Comme beaucoup de gens de ma génération, j’ai découvert Can dans la seconde moitié des années 2000, quand toute la presse s’est mise à parler de krautrock à propos de disques français comme celui de Zombie Zombie, le premier Turzi, des groupes dans le genre de Beak ou la chanson Sea Within The Sea de The Horrors. Ce terme aussi affreux et réducteur que world music, dès lors qu’un groupe avait choisi de se concentrer sur le rythme, répétitif et hypnotique, que beaucoup appellent encore motorik. J’allais vérifier qu’avec Can, on parle bien de groupes aussi puissants que lunaires, un mélange de rythme et de liberté qui allait conférer à la discographie du groupe des allures de paire de jambes avec un cerveau. Si beaucoup de titres vont vite, par exemple Father Cannot Yell ou Moonshake, je me suis toujours persuadé que c’était pour eux une manière d’affirmer que oui, ils souhaitaient aller plus loin que les autres.

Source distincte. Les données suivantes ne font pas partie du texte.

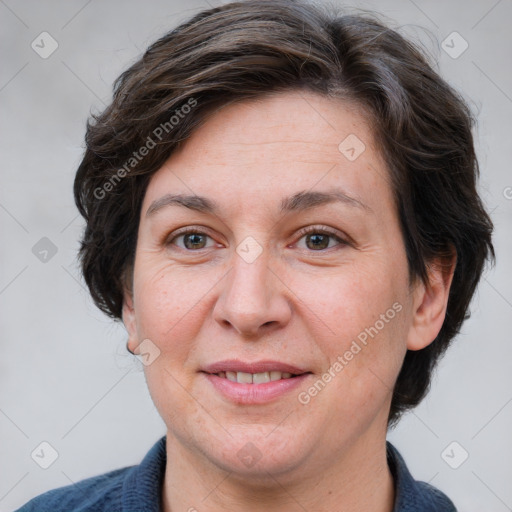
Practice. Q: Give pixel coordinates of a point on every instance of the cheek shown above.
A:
(168, 300)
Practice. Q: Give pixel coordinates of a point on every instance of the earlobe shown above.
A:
(129, 321)
(430, 303)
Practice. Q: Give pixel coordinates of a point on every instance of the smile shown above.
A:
(254, 378)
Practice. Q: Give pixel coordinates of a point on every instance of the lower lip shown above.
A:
(254, 393)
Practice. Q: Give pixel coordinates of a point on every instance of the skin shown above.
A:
(294, 303)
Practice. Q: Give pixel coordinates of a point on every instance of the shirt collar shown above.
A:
(142, 487)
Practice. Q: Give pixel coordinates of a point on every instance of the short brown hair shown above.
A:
(245, 50)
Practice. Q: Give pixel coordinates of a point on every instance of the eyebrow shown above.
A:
(299, 201)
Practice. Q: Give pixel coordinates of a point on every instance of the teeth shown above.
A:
(254, 378)
(245, 378)
(259, 378)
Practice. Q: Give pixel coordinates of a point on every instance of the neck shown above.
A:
(355, 480)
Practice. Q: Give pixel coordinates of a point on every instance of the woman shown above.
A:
(281, 206)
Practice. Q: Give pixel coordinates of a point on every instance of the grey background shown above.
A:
(65, 376)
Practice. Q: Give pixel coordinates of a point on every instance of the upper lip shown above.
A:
(235, 365)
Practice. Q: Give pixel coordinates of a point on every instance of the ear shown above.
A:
(129, 319)
(430, 302)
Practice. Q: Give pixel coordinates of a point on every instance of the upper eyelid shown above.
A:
(301, 232)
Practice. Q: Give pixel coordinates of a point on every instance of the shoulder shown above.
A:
(102, 492)
(125, 489)
(412, 495)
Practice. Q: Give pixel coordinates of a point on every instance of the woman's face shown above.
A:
(299, 267)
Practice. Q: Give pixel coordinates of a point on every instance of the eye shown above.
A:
(319, 238)
(193, 239)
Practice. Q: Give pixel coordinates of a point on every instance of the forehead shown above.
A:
(254, 151)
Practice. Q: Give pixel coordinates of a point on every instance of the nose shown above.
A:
(253, 300)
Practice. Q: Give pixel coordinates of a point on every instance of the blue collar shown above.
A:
(142, 487)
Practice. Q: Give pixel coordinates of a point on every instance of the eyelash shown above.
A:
(303, 232)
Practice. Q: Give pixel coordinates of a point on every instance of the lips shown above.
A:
(258, 372)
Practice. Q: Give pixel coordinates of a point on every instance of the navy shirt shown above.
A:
(138, 489)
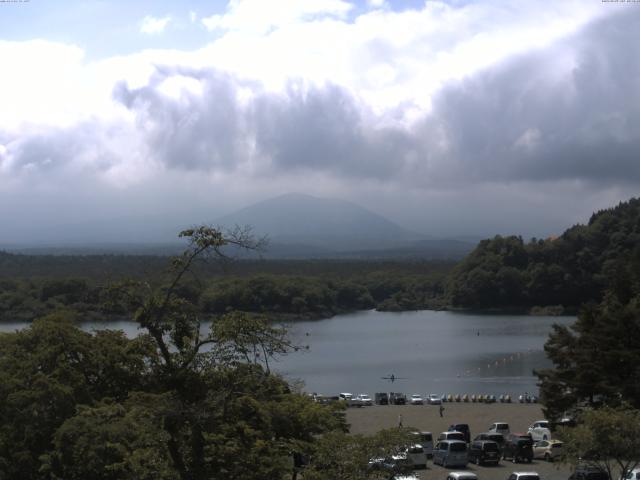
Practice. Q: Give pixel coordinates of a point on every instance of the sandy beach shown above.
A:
(479, 416)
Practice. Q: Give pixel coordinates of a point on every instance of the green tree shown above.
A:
(606, 438)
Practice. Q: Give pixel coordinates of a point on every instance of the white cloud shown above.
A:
(376, 3)
(381, 71)
(260, 17)
(153, 25)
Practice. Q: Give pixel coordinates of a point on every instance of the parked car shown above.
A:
(364, 399)
(547, 449)
(450, 453)
(345, 396)
(632, 475)
(500, 427)
(518, 448)
(452, 436)
(426, 440)
(483, 452)
(397, 398)
(494, 437)
(461, 427)
(381, 398)
(524, 476)
(589, 472)
(540, 430)
(462, 476)
(417, 455)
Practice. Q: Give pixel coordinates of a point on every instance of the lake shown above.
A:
(433, 352)
(428, 351)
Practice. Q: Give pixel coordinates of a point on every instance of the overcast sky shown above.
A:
(128, 119)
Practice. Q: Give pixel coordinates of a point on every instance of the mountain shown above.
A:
(320, 223)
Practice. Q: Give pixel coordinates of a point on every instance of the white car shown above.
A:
(500, 427)
(417, 455)
(462, 476)
(364, 399)
(547, 449)
(540, 430)
(524, 476)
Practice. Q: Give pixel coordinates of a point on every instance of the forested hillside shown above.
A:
(33, 286)
(575, 268)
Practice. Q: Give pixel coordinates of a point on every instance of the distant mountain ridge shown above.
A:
(330, 224)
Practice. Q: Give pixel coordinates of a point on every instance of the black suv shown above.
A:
(518, 448)
(461, 427)
(494, 437)
(589, 472)
(397, 398)
(381, 398)
(484, 451)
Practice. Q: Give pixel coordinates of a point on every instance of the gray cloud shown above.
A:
(192, 132)
(571, 111)
(562, 122)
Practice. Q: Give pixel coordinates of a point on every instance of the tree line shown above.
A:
(568, 271)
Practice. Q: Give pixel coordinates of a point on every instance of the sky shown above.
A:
(124, 121)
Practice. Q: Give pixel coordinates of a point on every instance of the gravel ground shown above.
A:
(479, 416)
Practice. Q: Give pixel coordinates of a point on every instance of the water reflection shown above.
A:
(436, 352)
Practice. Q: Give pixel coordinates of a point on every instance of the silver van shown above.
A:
(450, 453)
(426, 440)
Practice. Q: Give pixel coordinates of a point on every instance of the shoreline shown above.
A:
(368, 420)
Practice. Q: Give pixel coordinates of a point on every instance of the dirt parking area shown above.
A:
(479, 416)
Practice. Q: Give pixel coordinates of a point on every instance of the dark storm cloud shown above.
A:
(571, 111)
(324, 129)
(317, 128)
(191, 132)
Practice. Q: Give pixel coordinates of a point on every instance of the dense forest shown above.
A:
(174, 403)
(567, 271)
(554, 275)
(33, 286)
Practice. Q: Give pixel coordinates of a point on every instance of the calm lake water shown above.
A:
(431, 352)
(434, 352)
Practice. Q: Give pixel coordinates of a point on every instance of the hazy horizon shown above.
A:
(125, 121)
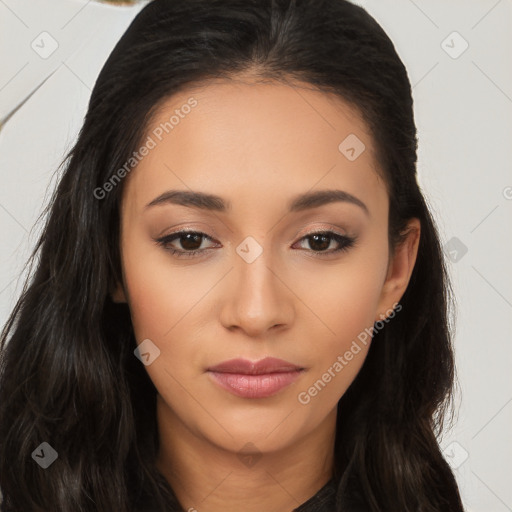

Forcément, l’arrivée de ces « Lost Tapes » apparaît alors comme une chance, celle de découvrir pour la première fois des enregistrements que personne, ou presque, n’avait pu écouter. J’en entends déjà crier au scandale à la vue du tracklisting, ouvert avec Millionenspiel, un titre quasiment de surf musique hallucinée que l’on peut trouver sur YouTube depuis 2006 et annoncé comme le générique du téléfilm Das Millionenspiel. Il n’empêche que sur la totalité des trente titres de cette box-set, peu sont à jeter et beaucoup ressemblent à des titres que l’on aurait pu facilement inclure à des albums aussi superbes que « Monster Movie », « Tago Mago », « Ege Bamyasi » ou « Futures Days ». Une chance, donc.
On dit souvent que l’origine d’une formation musicale remonte à un hasard, une rencontre décisive, de la même manière que se cacherait une femme derrière chaque grand homme. C’est tout à fait vrai lorsque l’on évoque Can, l’un des rares groupe à mériter tous les superlatifs du monde. Pour les élèves de Stockhausen Irmin Schmidt (claviers) et Holger Czukay (basse), son étudiant Michael Karoli (guitare) et le batteur free-jazz Jaki Liebezeit, le miracle commence lorsque la compagne de Schmidt invite à Cologne le sculpteur américain Malcolm Mooney. C’est grâce à lui que le groupe devient Can, et c’est aussi grâce à lui que le groupe jouera à l’os une musique aussi brute que sincère en évitant la frime. Près de quarante-cinq ans plus tard, l’auditeur le remercie : la musique de Can sur la période 1968-74 n’a pas pris un kilo.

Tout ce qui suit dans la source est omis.